Encoding | Representation (hexadecimal) | |
---|---|---|
UTF-8 | EF BB BF |
|
UTF-16 (BE) | FE FF |
|
UTF-16 (LE) | FF FE |
|
UTF-32 (BE) | 00 00 FE FF |
|
UTF-32 (LE) | FF FE 00 00 |
By default readers assume a document is encoded using a local code page (one specific to the geographic region), the presence of a BOM at the beginning of the file/stream will change the encoder. However if there is no BOM it will continue reading using the default code page. This is the reason the XML Declaration must be the first thing in the file.
<?xml version="1.0" encoding="UTF-8" ?>
The xml declaration can contain the encoding used to encode the rest of the file.
After the XML Reader has read the XML Declaration, it will change its encoder to the one specified, thus allowing it to correctly interpret the rest of the data in the file.
As you can see the file starts with 0xFF 0xFE, this indicates its a UTF-16 file (Little Endian). So the rest of the file can be decoded accordingly .
The XML Declaration attribute encoding="utf-16" is technically redundant as this data is included in the BOM.

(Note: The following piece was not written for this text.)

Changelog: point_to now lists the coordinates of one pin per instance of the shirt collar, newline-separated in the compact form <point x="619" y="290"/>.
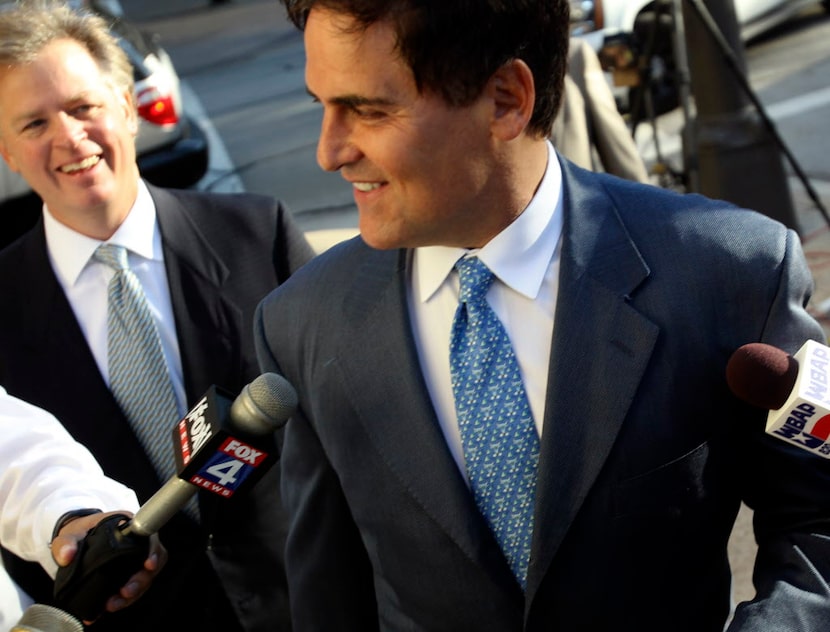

As you can see the file starts with 0xEF 0xBB 0xBF, this indicates its a UTF-8 file. So the rest of the file can be decoded accordingly.
If the file contains a UTF-8 BOM then the XML Declaration attribute encoding="utf-8" is technically redundant. However the BOM is not always present, in these cases the encoding attribute is required.
As you can see the file contains no BOM. So the start of the file is decoded using the default code page.
When the XML Declaration attribute encoding="windows-1252" is read the code page mapping 1252 is loaded and used to decode the rest of the document.
When you have an XML data contained within a string, when the string is serialized care must be taken to encode the data in a way that matches the encoding attribute.
string txt = "<?xml version='1.0' encoding='utf-8'?><MyElm>Complex Chars </MyElm>"; File.WriteAllText("myfilename.xml", txt, Encoding.Unicode);
The following would result in the file being written as UNICODE, but the data indicating its encoded using UTF-8.
UTF-16 is actually a variable length encoding (in exactly the same way UTF-8 is). Most programming libraries will include the ability to decode this stream correctly (i.e. java, .net). However its not uncommon to see it treated as a fixed 2 bytes per character encoding (which is technically wrong).